UTF-8 is the dominant character encoding on the web, used by over 98% of all websites. It is a variable-width encoding capable of representing every character in the Unicode standard while remaining fully backward-compatible with ASCII. Its design makes it the default choice for nearly all modern software, file formats, and network protocols.
How UTF-8 Works
UTF-8 encodes each Unicode code point using 1 to 4 bytes. The number of bytes required depends on the code point's value:
| Code Point Range | Bytes Used | Example Character |
|---|---|---|
| U+0000 - U+007F | 1 byte | A (U+0041) |
| U+0080 - U+07FF | 2 bytes | e (U+00E9) |
| U+0800 - U+FFFF | 3 bytes | Zh (U+4E2D) |
| U+10000 - U+10FFFF | 4 bytes | emoji (U+1F600) |
For ASCII characters (U+0000-U+007F), UTF-8 uses a single byte identical to the ASCII value. This backward-compatibility means that any ASCII text is also valid UTF-8.
Encoding Structure
The leading byte of a multi-byte sequence signals how many bytes follow:
0xxxxxxx- 1-byte sequence (ASCII)110xxxxx 10xxxxxx- 2-byte sequence1110xxxx 10xxxxxx 10xxxxxx- 3-byte sequence11110xxx 10xxxxxx 10xxxxxx 10xxxxxx- 4-byte sequence
Continuation bytes always start with 10, making it easy to re-synchronize after a read error.
Encoding and Decoding in Code
# Python: encoding and decoding UTF-8
text = 'Hello, world'
bytes_data = text.encode('utf-8')
print(bytes_data) # b'Hello, ...'
print(bytes_data.decode('utf-8'))
# Check byte length vs character length
print(len(text)) # character count
print(len(bytes_data)) # byte count
// JavaScript: using TextEncoder / TextDecoder
const encoder = new TextEncoder(); // always UTF-8
const bytes = encoder.encode('Hello');
console.log(bytes.length);
const decoder = new TextDecoder('utf-8');
console.log(decoder.decode(bytes));
Why UTF-8 Won
UTF-8 succeeded over other encodings for several reasons.
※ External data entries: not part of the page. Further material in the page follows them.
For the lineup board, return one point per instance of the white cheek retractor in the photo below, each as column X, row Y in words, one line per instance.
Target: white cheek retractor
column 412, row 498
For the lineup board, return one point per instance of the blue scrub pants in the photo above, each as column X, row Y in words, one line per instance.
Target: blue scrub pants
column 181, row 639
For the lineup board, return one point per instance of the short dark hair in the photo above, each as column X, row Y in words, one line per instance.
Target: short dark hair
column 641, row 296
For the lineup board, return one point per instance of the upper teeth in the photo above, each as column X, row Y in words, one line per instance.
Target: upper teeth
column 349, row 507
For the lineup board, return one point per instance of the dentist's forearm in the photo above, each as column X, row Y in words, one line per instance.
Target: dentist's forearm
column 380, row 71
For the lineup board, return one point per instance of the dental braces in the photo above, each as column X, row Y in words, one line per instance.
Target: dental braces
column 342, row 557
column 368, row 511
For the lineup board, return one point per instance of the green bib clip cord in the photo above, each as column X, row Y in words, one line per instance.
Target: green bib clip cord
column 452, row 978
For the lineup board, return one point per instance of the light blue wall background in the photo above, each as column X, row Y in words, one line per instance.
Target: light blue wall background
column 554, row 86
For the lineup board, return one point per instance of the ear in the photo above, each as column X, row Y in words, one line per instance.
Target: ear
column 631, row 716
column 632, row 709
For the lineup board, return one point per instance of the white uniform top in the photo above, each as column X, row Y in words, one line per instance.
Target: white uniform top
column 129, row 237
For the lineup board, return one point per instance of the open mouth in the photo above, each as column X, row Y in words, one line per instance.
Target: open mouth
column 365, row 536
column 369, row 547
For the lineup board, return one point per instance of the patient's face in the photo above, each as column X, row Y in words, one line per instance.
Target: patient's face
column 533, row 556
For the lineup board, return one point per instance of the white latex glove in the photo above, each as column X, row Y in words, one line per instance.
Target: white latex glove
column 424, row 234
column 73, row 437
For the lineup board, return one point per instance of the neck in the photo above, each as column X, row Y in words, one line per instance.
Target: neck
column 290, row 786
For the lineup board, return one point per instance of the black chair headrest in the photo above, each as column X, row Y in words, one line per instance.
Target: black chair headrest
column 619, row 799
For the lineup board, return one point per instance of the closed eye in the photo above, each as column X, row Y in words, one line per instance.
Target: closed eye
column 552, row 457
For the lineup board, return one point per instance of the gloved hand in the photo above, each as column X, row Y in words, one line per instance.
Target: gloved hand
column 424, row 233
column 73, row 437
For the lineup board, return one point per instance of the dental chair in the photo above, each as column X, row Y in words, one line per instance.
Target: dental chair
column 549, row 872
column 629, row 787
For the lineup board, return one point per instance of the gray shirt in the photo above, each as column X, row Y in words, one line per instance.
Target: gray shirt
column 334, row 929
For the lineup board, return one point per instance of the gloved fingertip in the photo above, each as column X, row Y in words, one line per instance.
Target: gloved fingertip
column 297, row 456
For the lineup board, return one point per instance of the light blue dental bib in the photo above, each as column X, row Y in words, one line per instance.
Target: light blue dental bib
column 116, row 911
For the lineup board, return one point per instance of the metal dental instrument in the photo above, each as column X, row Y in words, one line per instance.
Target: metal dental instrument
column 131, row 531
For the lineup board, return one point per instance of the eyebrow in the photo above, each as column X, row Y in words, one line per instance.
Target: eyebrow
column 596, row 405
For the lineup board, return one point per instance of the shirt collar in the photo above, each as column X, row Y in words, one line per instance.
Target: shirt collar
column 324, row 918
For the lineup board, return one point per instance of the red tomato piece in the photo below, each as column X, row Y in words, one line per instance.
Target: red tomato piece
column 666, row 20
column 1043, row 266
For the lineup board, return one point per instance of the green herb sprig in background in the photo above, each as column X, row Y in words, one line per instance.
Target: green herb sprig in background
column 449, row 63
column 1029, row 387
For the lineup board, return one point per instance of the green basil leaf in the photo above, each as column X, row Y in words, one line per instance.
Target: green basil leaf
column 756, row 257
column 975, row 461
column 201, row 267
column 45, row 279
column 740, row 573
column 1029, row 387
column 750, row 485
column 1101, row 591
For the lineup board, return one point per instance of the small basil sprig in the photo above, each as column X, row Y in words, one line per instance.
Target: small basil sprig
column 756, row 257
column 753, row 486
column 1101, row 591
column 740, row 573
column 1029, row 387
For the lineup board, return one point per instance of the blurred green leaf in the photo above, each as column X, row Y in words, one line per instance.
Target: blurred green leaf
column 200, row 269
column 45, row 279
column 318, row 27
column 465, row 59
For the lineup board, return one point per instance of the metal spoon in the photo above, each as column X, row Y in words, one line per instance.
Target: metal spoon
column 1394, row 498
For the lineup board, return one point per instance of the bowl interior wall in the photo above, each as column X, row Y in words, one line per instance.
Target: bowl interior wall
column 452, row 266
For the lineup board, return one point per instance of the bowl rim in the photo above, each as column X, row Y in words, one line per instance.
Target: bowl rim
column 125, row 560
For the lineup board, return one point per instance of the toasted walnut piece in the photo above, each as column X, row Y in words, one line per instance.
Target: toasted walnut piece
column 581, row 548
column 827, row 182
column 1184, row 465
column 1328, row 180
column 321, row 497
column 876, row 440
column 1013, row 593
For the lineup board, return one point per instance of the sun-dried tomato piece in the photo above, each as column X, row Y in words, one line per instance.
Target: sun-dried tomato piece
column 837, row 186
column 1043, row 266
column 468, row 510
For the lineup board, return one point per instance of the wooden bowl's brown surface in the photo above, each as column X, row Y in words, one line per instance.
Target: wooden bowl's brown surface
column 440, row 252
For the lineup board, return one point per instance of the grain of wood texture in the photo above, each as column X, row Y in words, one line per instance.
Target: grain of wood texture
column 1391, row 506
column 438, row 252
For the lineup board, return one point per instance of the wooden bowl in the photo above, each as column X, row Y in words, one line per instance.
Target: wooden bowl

Its ASCII compatibility meant existing systems and tools continued to work without modification. Its self-synchronizing byte structure makes it robust -- a corrupted or missing byte does not cause the rest of the stream to be misread. It is also space-efficient for Latin-script content: English text takes the same space as ASCII.
The IETF requires UTF-8 as the default encoding for new internet protocols. HTML5 specifies UTF-8 as the recommended encoding for all web pages. The <meta charset='utf-8'> tag in an HTML document's <head> instructs browsers to interpret the page as UTF-8.
Common Pitfalls
Mixing encodings is the most frequent source of text corruption. If a file saved as UTF-8 is opened with a Latin-1 decoder, multi-byte sequences are misinterpreted. Always declare and consistently use UTF-8 throughout your stack -- from the database connection charset to the HTTP Content-Type header.